Ils attendent depuis des années. Et leur patience a des limites. Les enseignants contractuels de la zone spéciale de Conakry expriment aujourd’hui leur frustration face à une situation qu’ils jugent inéquitable. Pour beaucoup d’entre eux, le récent concours pratique de classe représentait une opportunité décisive, l’espoir de voir enfin leur statut clarifié et leurs conditions améliorées. Cet espoir s’est transformé en désillusion, alimentant un sentiment d’abandon et d’injustice.
Une revendication précise : une commission pour Conakry
Au cœur de leurs revendications, une demande claire et ciblée. Mohamed Saoud Sylla, coordinateur des enseignants contractuels de la zone spéciale, la formule sans ambiguïté.
« Aujourd’hui, nous exigeons la mise en place d’une commission concernant la zone spéciale de Conakry. Comme les autres commissions, c’est juste et c’est équitable dans la mesure où l’État a eu la bonne foi de créer les sous-commissions concernant le statut particulier de l’éducation, concernant les actes de nomination des différents responsables des écoles, concernant les anciens contractuels de l’intérieur », a-t-il déclaré.
Pour ces enseignants, plusieurs commissions ont déjà été mises en place pour traiter des problématiques spécifiques du système éducatif guinéen. L’absence d’un cadre similaire pour la capitale leur apparaît comme une omission difficilement justifiable, voire discriminatoire.
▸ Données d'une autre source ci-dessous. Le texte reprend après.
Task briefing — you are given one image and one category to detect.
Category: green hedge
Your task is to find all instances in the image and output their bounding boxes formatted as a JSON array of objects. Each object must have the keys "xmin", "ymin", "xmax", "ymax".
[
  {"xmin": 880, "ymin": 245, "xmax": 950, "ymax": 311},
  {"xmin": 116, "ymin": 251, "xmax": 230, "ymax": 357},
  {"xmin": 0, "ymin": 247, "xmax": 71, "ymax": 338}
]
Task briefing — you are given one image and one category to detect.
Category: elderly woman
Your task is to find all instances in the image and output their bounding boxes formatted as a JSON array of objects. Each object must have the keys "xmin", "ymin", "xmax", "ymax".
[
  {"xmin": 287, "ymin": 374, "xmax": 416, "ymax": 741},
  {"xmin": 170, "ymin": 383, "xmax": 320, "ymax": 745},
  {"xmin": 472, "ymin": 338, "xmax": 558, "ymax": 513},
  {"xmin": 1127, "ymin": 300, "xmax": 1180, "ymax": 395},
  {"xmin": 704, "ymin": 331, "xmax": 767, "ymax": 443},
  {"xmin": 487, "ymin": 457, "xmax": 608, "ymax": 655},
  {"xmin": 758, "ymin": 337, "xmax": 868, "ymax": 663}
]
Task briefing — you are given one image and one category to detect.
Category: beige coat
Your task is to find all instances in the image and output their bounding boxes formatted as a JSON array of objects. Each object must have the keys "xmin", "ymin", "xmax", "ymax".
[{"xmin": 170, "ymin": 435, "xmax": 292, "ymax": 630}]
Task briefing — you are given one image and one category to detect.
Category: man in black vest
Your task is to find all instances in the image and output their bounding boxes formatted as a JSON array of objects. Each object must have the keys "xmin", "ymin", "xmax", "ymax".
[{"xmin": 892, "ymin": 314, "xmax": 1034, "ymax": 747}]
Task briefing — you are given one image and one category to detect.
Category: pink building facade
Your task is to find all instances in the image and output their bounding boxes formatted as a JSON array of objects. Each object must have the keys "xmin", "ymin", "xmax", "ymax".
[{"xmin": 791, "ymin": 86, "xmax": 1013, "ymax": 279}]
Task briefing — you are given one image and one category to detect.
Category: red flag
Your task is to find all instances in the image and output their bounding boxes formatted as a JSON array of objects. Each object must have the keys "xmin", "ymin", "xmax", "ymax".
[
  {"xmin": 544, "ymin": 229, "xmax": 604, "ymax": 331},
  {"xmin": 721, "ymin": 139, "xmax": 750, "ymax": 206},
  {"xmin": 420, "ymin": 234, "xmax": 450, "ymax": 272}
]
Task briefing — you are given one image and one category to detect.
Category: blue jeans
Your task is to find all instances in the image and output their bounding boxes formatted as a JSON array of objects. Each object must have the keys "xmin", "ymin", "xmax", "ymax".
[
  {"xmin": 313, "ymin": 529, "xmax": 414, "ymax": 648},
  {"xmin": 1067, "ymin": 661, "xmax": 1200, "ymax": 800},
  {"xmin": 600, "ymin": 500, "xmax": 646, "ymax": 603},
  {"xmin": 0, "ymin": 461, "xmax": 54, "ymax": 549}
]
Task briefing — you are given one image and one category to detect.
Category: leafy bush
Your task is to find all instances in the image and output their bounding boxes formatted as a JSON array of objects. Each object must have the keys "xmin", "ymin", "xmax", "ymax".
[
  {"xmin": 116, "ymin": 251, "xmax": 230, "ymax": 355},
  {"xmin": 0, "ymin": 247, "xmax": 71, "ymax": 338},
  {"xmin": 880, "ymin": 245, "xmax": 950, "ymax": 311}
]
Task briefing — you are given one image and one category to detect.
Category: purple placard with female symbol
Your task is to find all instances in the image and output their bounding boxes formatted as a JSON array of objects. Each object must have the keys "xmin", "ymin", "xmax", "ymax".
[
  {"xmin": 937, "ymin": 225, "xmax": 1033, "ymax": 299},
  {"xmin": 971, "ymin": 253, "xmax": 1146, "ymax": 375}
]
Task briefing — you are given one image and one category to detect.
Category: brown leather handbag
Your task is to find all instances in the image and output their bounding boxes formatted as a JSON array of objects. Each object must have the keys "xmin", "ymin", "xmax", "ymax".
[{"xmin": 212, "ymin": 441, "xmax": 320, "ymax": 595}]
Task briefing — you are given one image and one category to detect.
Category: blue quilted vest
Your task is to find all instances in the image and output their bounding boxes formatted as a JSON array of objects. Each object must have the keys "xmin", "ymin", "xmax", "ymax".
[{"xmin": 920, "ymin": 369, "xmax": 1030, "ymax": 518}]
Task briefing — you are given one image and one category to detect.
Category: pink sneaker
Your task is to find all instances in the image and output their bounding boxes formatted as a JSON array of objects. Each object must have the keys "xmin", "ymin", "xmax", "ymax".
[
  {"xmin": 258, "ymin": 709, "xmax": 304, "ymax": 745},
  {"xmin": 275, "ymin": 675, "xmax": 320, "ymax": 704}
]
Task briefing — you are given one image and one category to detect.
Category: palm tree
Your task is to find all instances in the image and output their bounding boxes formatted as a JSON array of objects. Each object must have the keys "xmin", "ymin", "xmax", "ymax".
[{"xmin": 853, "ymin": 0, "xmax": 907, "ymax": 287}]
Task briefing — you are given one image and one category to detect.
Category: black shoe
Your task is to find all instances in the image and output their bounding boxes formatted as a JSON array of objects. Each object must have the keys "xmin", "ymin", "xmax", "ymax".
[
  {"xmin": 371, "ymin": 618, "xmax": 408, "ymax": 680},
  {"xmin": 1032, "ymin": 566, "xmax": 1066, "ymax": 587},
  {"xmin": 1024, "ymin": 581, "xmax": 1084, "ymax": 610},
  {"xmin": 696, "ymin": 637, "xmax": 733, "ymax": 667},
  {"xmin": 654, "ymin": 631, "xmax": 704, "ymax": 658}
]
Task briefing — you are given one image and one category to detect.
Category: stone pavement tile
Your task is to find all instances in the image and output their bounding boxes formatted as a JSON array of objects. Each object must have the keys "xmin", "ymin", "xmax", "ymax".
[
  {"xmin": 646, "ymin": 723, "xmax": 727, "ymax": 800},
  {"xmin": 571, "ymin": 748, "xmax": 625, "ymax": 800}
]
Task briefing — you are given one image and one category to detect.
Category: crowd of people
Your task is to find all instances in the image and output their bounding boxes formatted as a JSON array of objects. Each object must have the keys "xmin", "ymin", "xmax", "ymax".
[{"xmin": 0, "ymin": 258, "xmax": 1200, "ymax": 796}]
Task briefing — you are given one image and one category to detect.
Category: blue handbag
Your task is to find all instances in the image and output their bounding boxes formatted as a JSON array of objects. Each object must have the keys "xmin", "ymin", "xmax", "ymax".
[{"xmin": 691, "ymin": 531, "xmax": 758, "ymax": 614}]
« C’est notre exigence, c’est justice »
Mohamed Saoud Sylla insiste sur le fait qu’il ne s’agit pas d’une demande de privilège, mais d’un droit à l’équité de traitement. Il appelle l’État à faire preuve de cohérence avec les engagements déjà pris envers d’autres catégories d’enseignants.
« L’État doit avoir la bonne foi de créer une commission spécifiquement pour la zone spéciale de Conakry. C’est notre exigence, c’est ce que nous exigeons. Et c’est justice, c’est équitable », a-t-il affirmé.
En attendant une réponse officielle du ministère de l’Éducation nationale, les enseignants contractuels de Conakry disent rester mobilisés, déterminés à faire entendre leur voix jusqu’à l’obtention d’une réponse concrète à leurs revendications.